For many of us, the pandemic was a blessing and a curse. For the Home of Joy household, it also served as another teachable moment for the children. Mam’Ncgancga and Mam’Ntombekhaya explained that Covid-19 allowed them to discuss personal hygiene, social distancing and the importance of masks in public. Constant supporters of the household for the past 29 years have been Lukhanyiso, DSG and St Andrew’s, the wider Makhanda community and a generous woman named Alex. The Mamas are so grateful to the town for people’s contributions but would also love donations like four bunk beds, heaters, more food, etc.

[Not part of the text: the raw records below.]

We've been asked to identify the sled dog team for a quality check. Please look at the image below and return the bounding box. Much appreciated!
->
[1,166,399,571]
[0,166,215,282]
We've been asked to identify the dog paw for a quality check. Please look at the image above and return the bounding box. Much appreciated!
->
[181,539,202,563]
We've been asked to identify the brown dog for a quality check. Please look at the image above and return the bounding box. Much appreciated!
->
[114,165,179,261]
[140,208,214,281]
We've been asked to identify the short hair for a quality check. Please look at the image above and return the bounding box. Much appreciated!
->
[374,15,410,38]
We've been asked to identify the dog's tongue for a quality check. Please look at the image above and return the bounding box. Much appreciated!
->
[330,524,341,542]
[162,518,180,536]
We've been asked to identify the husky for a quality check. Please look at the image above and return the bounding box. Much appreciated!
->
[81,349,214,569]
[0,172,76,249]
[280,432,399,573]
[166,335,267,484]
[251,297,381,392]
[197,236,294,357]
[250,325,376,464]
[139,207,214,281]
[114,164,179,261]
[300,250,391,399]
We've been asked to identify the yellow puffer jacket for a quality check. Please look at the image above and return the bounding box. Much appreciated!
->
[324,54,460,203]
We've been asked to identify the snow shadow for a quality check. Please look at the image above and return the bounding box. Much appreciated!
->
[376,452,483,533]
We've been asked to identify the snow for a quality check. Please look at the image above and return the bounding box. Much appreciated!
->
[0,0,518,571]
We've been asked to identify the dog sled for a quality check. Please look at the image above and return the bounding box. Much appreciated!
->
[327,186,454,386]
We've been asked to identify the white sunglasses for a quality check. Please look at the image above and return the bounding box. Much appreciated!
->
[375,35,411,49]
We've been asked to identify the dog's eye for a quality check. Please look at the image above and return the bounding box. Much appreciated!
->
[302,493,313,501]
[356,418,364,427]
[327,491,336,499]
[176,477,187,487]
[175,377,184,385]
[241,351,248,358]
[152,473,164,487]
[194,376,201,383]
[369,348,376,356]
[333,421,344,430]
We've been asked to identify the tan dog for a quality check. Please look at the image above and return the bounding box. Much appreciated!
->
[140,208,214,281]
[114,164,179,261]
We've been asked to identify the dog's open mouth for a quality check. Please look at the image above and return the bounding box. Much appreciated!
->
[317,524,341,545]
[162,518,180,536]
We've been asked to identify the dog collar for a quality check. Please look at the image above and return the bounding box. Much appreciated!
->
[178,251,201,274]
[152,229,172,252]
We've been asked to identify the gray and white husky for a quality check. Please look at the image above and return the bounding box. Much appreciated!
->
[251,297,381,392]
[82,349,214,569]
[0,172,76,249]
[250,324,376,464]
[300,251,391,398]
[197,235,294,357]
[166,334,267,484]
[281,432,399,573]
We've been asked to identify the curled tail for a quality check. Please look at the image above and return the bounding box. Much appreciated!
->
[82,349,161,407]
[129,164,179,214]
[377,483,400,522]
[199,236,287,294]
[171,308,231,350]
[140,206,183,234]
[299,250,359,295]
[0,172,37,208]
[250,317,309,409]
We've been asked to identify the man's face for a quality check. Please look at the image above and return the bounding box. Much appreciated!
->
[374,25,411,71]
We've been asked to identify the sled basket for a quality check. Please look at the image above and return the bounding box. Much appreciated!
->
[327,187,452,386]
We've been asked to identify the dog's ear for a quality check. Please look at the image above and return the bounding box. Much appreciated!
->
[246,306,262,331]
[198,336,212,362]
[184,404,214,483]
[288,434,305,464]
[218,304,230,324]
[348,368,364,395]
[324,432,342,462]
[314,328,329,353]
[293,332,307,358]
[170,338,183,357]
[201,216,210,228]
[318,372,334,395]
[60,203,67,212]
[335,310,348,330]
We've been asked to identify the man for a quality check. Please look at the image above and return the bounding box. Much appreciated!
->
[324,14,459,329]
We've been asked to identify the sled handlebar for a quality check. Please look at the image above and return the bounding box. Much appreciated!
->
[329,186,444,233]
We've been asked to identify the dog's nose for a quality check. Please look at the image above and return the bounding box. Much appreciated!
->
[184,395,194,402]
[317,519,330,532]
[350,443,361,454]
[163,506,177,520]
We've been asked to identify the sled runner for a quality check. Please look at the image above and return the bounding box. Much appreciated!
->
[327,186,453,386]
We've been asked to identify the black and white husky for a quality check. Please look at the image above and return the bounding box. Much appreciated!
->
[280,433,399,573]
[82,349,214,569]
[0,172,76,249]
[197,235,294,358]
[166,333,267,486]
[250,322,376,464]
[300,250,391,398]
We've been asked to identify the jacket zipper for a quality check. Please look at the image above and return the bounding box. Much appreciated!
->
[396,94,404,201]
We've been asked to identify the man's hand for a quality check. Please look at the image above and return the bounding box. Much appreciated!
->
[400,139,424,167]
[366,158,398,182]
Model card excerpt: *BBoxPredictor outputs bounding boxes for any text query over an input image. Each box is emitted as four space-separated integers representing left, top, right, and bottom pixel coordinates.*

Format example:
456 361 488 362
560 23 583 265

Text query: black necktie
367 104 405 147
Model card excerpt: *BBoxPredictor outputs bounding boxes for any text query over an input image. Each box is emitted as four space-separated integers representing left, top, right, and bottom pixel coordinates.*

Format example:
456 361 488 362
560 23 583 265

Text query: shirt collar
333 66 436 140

“Raising a child that is not yours is quite difficult,” said Mam’Ncgancga as one of the younger ones ran across the living room. A collection of memories flooded both women about how the children behaved and interacted with others (or not) before living at Home of Joy. But they paused for a moment. “When you discipline a child, you must remember you are punishing someone you love,” they said, “but you should not be too tough either.” Recurring issues include retraining malnourished children on how to eat, showing neglected children love and care, and dealing with resurfaced parents.
Despite these challenges, Mam’Ncgancga and Mam’Ntombekhaya rejoice in each day because the children are growing, love education and want to improve their situations. Towards the end of our conversation, they add, “Children are special. They need love and a warm home to live in. That’s why we love what we do.”